In the meantime, Societe Generale wrote in a note that central banks' demand for Gold rebounded to 63 tonnes in 2025, equaling the post-2022 average, a tailwind for Bullion prices.

Ahead this week, further officials, including the Fed Chair Jerome Powell, will cross the wires. On the data front, S&P Global Flash PMIs, Durable Goods Orders, the final print of the Gross Domestic Product (GDP) for Q2 and the Fed’s preferred inflation gauge, the Core Personal Consumption Expenditures (PCE) Price Index, will update the status of the US economy.

Daily market movers: Gold surges amid high US Treasury yields

  • US Treasury yields are rising, with the 10-year Treasury note up one and a half bps at 4.145%. US real yields—calculated by subtracting inflation expectations from the nominal yield—, which correlate inversely to Gold prices, climb one bp at 1.755%.
  • Atlanta Fed President Raphael Bostic said that inflation concerns keep him hesitant to support cutting rates in October, via the Wall Street Journal. Despite this, he acknowledged that the risks of weakened employment increased.
  • St. Louis Fed Alberto Musalem supported the cut as a precautionary move to support the labor market, though he said that policy would continue to prioritize inflation. He would support further easing if signs of a weaker labor market emerged and inflation expectations had not increased. He added that tariffs are adding to inflation, but the impact on prices has not yet been fully felt.
  • Fed Governor Stephen Miran said that policy is very restrictive and projects the neutral rate for the fed funds rates at around 2%.
  • Richmond Fed Thomas Barkin said that a modest amount of tariff costs is paid by consumers and that economic uncertainty is starting to lift.
  • Cleveland Fed Beth Hammack said that the Fed is being challenged on both sides of the mandate, though sees risks of inflation, higher.
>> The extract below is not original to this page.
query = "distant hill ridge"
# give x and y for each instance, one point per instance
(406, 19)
Regarding the labor market, she sees a low-hiring, low-firing market, with businesses reluctant to hire.
  • Swiss Gold exports to the US in August tumbled 99% after the US Customs and Border Protection revealed that bars would be subject to tariffs. Nevertheless, China came to the rescue, as shipments more than tripled in August from 9.9 tonnes to 35, its highest level since May 2024, while exports to India rose.
  • The Federal Reserve is expected to cut rates by 25 bps at the October 19 meeting, according to data from Prime Market Terminal. Odds are at 89%, while for a hold stand at 11%.